Washington Market Park gardener will retire this month

Richie Haugland, who has maintained the Washington Market Park gardens for the past decade and is responsible for the explosion of tulips that color the park every spring — go check them out today! — is retiring from the Parks Department after 26 years. His last day will be May 2; come wish him well at the Friends of Washington Market Park’s planting day on Saturday (scheduled for 10:30a).

“I’ve loved it here,” Richie said. “This is a really healthy community — a real neighborhood park. Every park has its own life — its own feel. And I have loved the work here.”

Richie grew up in Borough Park and for the first half of his working career was a menswear accessory buyer for Lester’s. In the ’90s, he would volunteer on the weekends in a community garden in Bay Ridge, which is where he met then-Brooklyn Borough Parks Commissioner Julius Spiegel — he instructed him to get a job at the Parks Department.

By then Richie was 40 and was ready for a change. He signed up for night school at the Brooklyn Botanic Garden, getting his certificate in horticulture over the next two years.

“It was a mid-life crisis,” he said.

He was hired by Parks in 1999 (he knew Commissioner Henry Stern — Richie’s family used to get their camping gear and cub scout uniforms from Stern’s parents’ store in Brooklyn) and was assigned to Union Square as the assistant gardener. That fall they offered him the full gardener job at the newly renovated City Hall Park, where he stayed for 15 years.

“Working for Parks, I made less money, I had fewer perks and there was no prestige. But I loved the work. It was worth every tradeoff. It’s so important in life to enjoy what you’re doing.”

He came to Washington Market Park in 2014, and has loved this assignment, but he is ready to retire. He’s 66 (“My mind says I’m 18 but my body says I’m clearly not”), he said his knees are shot, and he can’t keep up with the work they way he wants to do it. (He still plants 15,000 tulip bulbs every fall, digging up the old ones so he can recreate a color scheme every year.)

And he has things he wants to do: visit the classic gardens of Europe (Dublin is his first stop this summer); finally learn Spanish; return to teaching at the Brooklyn Botanic Garden as he did before covid. And he wants to start creating what he calls sensory gardens at the city’s courthouses as a place for jurors to decompress. “There’s therapy for the victims and even for the perpetrators, but there’s no outlet for the jurors. There’s no calming place for them and they have to hear some horrific stuff.”

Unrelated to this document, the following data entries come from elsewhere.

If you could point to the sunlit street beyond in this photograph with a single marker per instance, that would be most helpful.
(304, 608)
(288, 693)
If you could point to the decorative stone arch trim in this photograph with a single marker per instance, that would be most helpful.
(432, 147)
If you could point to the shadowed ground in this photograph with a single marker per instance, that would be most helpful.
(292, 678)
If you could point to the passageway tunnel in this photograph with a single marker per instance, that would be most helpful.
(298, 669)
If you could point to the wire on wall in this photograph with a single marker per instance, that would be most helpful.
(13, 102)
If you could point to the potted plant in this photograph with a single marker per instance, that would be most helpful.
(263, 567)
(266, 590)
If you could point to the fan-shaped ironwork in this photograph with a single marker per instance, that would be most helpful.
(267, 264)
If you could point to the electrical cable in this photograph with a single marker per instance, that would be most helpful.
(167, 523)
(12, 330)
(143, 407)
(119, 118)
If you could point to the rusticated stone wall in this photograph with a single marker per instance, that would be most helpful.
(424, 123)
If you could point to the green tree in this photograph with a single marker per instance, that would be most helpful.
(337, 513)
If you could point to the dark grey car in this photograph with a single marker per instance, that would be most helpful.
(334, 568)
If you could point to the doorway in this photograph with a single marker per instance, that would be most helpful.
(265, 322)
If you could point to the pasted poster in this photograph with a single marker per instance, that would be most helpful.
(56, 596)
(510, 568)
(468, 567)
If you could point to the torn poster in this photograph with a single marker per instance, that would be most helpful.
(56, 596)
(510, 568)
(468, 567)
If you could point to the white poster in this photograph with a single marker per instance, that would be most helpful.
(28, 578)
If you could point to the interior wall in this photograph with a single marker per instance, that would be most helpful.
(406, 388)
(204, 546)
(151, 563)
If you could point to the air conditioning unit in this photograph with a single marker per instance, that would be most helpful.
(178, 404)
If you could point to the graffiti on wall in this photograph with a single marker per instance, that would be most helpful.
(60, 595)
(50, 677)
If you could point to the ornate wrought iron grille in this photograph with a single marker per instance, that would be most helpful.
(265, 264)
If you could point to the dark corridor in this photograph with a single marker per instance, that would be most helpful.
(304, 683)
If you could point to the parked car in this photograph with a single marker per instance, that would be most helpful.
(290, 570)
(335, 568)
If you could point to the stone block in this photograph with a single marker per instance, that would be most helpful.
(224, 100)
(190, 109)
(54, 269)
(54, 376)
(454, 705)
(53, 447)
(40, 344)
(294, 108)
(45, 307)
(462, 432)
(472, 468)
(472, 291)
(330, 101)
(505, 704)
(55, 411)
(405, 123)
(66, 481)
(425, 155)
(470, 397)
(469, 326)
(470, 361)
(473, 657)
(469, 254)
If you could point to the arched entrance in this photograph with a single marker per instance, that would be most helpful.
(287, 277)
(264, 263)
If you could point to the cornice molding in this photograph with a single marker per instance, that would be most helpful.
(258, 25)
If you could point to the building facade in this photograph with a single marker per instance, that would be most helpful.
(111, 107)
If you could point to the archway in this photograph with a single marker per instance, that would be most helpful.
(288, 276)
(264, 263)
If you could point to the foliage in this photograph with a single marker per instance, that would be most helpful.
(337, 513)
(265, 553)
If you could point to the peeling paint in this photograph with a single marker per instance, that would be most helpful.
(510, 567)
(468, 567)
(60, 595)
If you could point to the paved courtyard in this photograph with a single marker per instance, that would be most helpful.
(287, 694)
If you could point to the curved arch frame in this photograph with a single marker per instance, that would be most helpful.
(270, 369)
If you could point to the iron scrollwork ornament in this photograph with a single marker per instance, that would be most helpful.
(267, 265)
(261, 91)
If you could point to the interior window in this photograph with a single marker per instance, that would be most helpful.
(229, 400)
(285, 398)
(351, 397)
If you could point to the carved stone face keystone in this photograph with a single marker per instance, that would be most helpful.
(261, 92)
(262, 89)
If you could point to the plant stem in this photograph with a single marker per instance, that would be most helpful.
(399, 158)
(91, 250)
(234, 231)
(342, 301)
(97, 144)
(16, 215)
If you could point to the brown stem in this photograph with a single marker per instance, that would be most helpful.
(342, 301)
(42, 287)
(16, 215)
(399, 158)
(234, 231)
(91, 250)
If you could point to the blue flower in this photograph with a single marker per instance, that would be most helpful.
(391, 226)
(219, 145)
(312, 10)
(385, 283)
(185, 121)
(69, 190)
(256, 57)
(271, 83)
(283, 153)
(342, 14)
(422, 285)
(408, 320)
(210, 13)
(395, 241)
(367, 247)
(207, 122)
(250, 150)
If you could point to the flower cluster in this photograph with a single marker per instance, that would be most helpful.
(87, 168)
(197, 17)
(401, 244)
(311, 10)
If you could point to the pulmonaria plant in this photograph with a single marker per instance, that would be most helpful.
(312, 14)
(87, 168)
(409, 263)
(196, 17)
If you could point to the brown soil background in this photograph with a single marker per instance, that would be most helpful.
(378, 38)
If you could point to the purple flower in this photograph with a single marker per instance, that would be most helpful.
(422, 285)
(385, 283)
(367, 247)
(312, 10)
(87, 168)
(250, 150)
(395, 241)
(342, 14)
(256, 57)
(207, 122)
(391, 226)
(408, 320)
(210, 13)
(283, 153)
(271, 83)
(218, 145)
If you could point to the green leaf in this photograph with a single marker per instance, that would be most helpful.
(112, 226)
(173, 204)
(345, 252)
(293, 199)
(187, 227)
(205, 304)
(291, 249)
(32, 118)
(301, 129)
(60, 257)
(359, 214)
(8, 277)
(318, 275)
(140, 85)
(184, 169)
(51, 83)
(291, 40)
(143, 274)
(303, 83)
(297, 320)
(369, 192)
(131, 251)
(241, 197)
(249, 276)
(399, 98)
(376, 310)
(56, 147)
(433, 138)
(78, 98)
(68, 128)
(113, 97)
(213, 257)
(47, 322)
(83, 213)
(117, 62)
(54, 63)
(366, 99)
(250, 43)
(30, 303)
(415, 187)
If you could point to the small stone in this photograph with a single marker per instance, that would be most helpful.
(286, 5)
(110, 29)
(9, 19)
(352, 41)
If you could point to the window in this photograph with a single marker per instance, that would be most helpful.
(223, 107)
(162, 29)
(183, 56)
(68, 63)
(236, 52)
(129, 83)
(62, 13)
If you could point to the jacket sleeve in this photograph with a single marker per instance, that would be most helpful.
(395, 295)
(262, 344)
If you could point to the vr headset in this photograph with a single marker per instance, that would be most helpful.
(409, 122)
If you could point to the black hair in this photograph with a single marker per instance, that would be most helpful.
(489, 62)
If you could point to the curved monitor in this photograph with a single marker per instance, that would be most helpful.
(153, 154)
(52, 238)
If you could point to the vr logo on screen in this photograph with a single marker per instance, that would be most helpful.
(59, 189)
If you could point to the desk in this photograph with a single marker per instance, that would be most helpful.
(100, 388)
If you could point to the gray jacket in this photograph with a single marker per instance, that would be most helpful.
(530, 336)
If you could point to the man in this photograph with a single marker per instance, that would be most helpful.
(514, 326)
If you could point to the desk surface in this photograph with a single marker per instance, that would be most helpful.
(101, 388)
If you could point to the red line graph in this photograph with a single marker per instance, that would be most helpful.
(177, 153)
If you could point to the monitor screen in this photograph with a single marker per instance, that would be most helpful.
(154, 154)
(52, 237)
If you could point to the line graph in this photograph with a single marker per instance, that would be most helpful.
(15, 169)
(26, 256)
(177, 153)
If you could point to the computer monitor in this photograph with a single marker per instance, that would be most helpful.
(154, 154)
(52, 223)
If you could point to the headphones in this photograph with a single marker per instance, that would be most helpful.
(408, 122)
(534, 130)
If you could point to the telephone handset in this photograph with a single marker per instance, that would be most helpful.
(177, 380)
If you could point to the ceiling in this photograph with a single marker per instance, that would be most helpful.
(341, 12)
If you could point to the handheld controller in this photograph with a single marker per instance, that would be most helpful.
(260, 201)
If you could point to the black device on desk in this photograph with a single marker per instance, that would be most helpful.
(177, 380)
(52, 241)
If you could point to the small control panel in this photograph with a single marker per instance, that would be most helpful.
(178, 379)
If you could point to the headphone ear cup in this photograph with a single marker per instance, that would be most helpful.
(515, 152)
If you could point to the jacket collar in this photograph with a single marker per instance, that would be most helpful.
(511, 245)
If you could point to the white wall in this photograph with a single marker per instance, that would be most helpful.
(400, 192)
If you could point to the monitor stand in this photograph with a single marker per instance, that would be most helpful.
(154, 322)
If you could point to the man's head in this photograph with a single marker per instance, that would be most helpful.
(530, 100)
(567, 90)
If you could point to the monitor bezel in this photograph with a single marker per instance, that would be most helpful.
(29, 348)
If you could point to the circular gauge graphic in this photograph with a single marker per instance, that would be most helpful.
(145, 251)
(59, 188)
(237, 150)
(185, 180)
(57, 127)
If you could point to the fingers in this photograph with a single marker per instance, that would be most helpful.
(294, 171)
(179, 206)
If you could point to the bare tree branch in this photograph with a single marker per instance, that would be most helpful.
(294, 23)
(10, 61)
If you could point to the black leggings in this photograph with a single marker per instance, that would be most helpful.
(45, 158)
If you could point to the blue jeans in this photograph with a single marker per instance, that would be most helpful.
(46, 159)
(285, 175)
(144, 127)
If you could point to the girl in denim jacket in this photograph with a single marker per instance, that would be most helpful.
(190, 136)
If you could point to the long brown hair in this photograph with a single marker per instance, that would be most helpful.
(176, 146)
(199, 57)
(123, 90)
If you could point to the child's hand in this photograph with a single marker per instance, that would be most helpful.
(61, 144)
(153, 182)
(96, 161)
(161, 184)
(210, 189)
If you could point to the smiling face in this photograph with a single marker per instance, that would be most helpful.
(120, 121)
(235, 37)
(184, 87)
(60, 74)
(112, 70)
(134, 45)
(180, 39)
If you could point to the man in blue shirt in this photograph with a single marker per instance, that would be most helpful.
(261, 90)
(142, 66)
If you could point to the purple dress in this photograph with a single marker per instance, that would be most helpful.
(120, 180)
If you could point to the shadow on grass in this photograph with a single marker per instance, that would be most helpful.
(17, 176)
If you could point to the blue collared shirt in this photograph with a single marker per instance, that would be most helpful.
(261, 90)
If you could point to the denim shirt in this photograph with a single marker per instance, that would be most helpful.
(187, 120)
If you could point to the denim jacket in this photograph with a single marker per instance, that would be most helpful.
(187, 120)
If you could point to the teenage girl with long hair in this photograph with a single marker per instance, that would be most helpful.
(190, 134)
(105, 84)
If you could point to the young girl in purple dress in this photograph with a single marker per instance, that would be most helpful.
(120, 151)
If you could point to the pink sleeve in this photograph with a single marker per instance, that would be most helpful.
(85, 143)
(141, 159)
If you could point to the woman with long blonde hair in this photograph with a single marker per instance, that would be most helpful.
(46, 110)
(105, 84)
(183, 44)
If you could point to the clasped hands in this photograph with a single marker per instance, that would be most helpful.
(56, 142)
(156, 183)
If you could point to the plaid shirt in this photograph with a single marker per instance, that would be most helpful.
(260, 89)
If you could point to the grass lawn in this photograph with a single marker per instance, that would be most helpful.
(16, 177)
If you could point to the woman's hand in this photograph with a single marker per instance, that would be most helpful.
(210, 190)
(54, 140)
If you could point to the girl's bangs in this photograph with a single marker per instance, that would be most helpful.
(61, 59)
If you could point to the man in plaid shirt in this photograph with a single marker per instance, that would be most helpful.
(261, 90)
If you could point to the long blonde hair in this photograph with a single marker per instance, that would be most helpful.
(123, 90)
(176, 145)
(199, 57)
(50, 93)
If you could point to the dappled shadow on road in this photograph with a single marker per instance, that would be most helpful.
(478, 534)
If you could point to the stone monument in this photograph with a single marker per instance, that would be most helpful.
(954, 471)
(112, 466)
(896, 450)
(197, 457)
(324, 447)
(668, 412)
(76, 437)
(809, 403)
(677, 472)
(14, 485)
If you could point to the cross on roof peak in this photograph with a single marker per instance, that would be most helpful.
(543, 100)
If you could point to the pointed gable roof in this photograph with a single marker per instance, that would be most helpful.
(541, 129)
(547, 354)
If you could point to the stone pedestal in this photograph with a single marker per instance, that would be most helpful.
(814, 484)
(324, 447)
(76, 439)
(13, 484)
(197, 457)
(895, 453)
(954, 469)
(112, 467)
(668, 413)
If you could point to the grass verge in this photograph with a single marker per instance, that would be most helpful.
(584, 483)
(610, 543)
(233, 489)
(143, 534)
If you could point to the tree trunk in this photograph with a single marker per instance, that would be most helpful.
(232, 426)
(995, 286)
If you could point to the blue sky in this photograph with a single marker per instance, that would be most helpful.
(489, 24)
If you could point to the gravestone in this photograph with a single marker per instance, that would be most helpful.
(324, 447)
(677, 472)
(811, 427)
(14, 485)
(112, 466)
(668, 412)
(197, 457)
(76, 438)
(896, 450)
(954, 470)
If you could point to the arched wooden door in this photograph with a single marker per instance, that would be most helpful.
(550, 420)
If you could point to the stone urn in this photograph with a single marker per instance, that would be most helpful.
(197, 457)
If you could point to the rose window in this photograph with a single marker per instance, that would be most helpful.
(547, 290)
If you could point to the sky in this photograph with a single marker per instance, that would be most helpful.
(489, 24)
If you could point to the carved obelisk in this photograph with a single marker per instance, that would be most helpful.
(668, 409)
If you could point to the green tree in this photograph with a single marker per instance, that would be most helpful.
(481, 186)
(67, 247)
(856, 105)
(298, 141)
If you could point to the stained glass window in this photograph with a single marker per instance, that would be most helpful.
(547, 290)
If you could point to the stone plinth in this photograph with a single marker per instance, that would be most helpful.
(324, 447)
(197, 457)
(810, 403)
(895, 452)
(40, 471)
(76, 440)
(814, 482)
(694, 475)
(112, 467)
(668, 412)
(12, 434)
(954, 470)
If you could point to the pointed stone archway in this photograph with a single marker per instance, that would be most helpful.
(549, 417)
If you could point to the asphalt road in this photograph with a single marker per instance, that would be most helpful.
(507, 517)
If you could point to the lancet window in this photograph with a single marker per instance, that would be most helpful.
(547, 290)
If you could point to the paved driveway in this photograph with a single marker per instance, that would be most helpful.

He will, of course, garden. His tastes have changed over the years, and he has come to value native plants that attract native bugs and therefore native birds. And while the tulips are still the showstopper (he planted them here, he said, because a children’s park needs color), his favorite right now is the flying dragon: bright green with an architectural feel in winter, orange blossoms and white flowers in spring, fruit that looks like fuzzy orange ping pong balls in fall.

“It’s a plant that has a lot of multi-seasonal interest,” he notes. “At this point in my life, I’m appreciating that more.”

 

5 Comments

  1. Gardener Richie will be missed. He’s been a mainstay since I’ve been taking my kids to the park. He’s very friendly and done so much for the park. I tell my kids, “Gardener Richie works so hard making the park look nice, don’t pick the flowers.” Wishing him well.

  2. Richie is the best! He will be very missed

  3. A wonderful, generous man and great source of gardening information! I once took a class with him at Brooklyn Botanical Garden on plant propagation. Absolutely fascinating. The Tribeca park was so lucky to have him for so long!! Wishing him well on his retirement.

  4. What a great piece. We will all miss Richie tremendously. I hope the Parks Dept takes seriously the community’s desire to maintain this level of gardening in WMP.

  5. paakre@gmail.com

    Congratulations to Richie for being able to pursue what he wants to do for himself after giving ten years to making Washington Market park look so beautiful. I am grateful to him for the advice he gave to us at Finn Square.